Indeed, the same structural revision was also suggested from crystallographic data in a different report, which was published at the same time.[242] To investigate the tolerance of SpS towards a saturated side chain as present in a longer version in 202, 10,11-dihydro-FPP was elongated with IPP by GGPPS to 14,15-dihydro-GGPP, whose incubation with SpS yielded 210. Also the kelsoene derivative 214 could be observed by GC/MS. Therefore, similar enzymes might also be involved in the biosynthesis of 202.
Besides the well-known conserved motifs of TSs as discussed in Chapter 1.1.4, a sequence alignment of 51 bacterial TSs also revealed several other similarities on the amino acid level. This observation is not surprising, since the overall low sequence conservation compared to the highly similar secondary and tertiary structures of TSs can only be explained by certain structure inducing conserved residues. This was investigated for SpS by site-directed mutagenesis identifying P83, L90, E184 and E217 (which is changed in native SpS to D) to be of structural importance.
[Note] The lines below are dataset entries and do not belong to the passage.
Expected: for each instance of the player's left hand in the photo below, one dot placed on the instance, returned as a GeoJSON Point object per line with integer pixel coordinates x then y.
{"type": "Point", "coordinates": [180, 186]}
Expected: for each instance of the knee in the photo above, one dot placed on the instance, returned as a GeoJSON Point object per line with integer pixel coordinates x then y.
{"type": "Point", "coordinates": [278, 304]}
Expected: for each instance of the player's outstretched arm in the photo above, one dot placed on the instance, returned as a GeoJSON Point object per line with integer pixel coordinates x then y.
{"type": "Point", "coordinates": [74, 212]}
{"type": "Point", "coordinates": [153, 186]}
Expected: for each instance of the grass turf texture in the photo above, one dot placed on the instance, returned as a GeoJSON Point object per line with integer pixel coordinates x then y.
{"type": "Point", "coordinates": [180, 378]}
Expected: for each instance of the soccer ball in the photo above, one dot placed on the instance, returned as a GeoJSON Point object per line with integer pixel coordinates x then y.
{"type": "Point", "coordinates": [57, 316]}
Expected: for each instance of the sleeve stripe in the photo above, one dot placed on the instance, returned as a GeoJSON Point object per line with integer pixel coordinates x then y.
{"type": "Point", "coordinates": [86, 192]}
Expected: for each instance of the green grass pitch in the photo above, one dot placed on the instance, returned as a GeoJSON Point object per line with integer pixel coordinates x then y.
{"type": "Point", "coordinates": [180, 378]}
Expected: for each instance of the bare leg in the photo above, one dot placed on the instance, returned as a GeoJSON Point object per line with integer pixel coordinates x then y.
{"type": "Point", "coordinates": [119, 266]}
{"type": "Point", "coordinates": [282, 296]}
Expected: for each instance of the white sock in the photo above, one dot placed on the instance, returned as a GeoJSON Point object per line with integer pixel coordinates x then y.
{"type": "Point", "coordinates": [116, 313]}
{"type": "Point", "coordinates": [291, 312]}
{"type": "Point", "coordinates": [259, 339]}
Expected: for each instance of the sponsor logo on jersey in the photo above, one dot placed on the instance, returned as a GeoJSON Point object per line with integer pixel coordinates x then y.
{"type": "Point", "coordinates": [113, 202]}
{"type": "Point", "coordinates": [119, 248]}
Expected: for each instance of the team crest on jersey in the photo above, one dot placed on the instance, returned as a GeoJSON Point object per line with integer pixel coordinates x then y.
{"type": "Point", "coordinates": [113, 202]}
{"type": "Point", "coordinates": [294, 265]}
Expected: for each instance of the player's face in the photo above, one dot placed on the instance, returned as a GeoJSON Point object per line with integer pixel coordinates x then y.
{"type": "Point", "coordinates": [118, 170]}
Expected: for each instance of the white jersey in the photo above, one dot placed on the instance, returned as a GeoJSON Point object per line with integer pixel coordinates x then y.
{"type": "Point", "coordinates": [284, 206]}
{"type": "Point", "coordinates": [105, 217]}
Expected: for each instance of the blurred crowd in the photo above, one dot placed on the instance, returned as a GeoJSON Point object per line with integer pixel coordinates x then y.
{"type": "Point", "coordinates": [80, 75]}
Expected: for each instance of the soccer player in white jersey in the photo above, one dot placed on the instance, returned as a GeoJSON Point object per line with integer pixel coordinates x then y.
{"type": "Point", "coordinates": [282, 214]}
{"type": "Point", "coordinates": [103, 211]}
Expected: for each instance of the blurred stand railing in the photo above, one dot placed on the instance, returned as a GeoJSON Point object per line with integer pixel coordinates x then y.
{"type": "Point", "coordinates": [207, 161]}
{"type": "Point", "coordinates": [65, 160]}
A comparison of the corresponding positions in the crystal structure of selinadiene synthase[64f] lead to their proposed functions as helix turns, part of Mg2+ binding and part of a salt bridge between different helices. Also different metal ions were tested with Mg2+ and Mn2+
promoting activity. Whereas the conversion with Mn2+ was even higher for the wild type enzyme, the D217E mutant showed no activity with Mn2+ suggesting a role of the corresponding salt bridge for the size of the metal binding site.
Overall, the ability of SpS to catalyse similar reactions on different substrate lengths is remarkable and raises the question, how this reactivity is accomplished by the architecture of the active site, which may contain a hydrophobic flexible tunnel to take up different linear isoprenoid side chains.